SuaraBogor.id - Sebuah video beredar di dunia maya memperlihatkan puluhan buruh memenuhi ruangan yang diduga Kantor Gubernur Banten, Wahidin Halim pada Kamis ( 23/12/2021 ).
Parahnya para buruh tersebut bergantian menduduki kursi Gubernur secara bergantian dan berfoto ria dan selfi.
Seperti buruh berkemeja biru yang dengan santainya duduk di kursi Gubernur dan berfoto ria, kemudian disusul bergantian rekannya mengenakan kaos berlengan panjang hijau kombinasi hitam yang dengan sumringahnya tersenyum lebar bak Gubernur lalu diabadikan gambarnya oleh teman temannya.

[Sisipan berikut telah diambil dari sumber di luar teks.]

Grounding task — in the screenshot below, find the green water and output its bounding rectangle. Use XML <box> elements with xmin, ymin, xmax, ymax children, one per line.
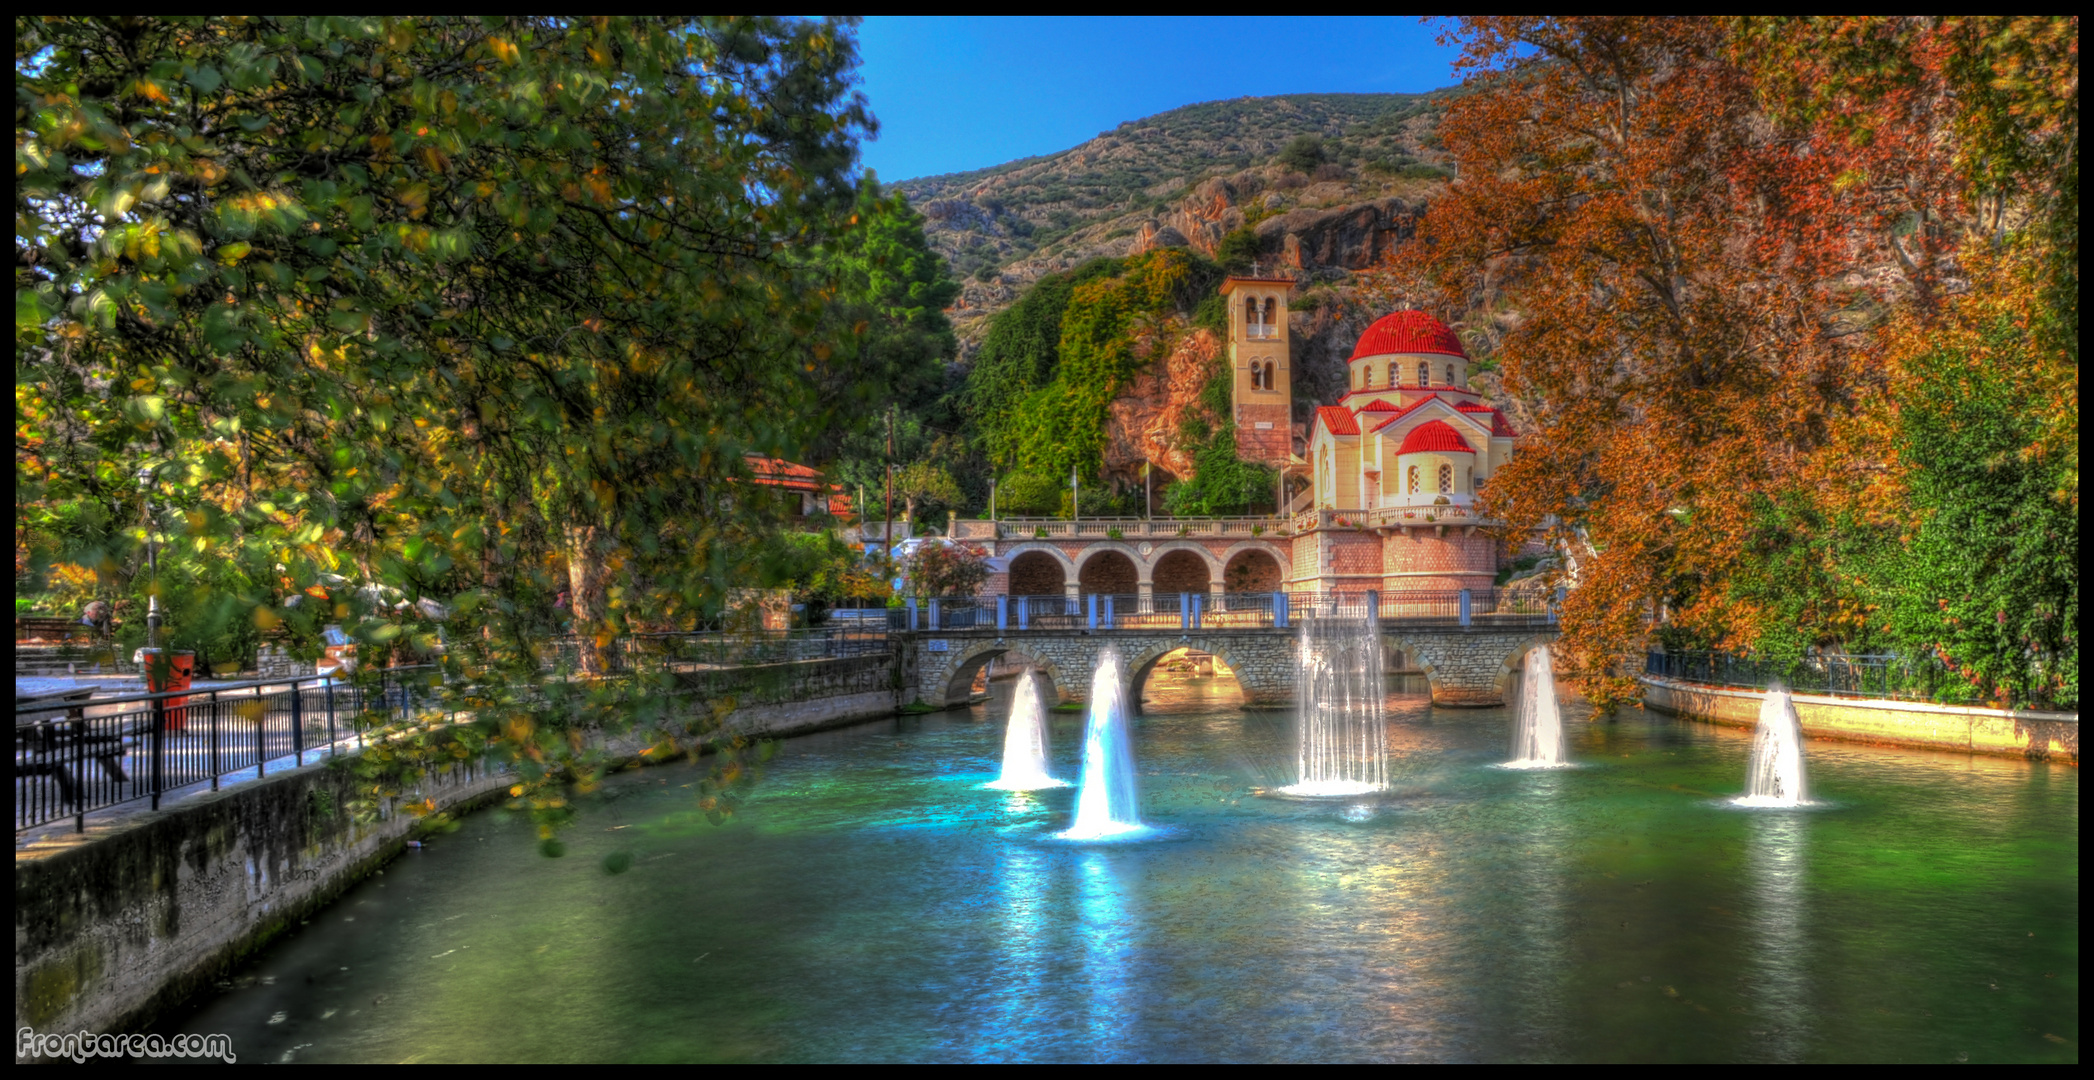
<box><xmin>162</xmin><ymin>675</ymin><xmax>2078</xmax><ymax>1063</ymax></box>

Puluhan buruh itu berseragam federasi masing masing. Sebagian asyik bergantian foto sembari duduk di kursi Gubernur, sebagian lagi tampak memenuhi ruangan.
Baca Juga:Tak Ada Penyekatan, Begini Skema Pengamanan Libur Nataru di Jawa Barat
Bak museum, ruangan tempat Gubernur bekerja itu dipenuhi para buruh yang mondar mandir dan mengabadikan potret mereka disana.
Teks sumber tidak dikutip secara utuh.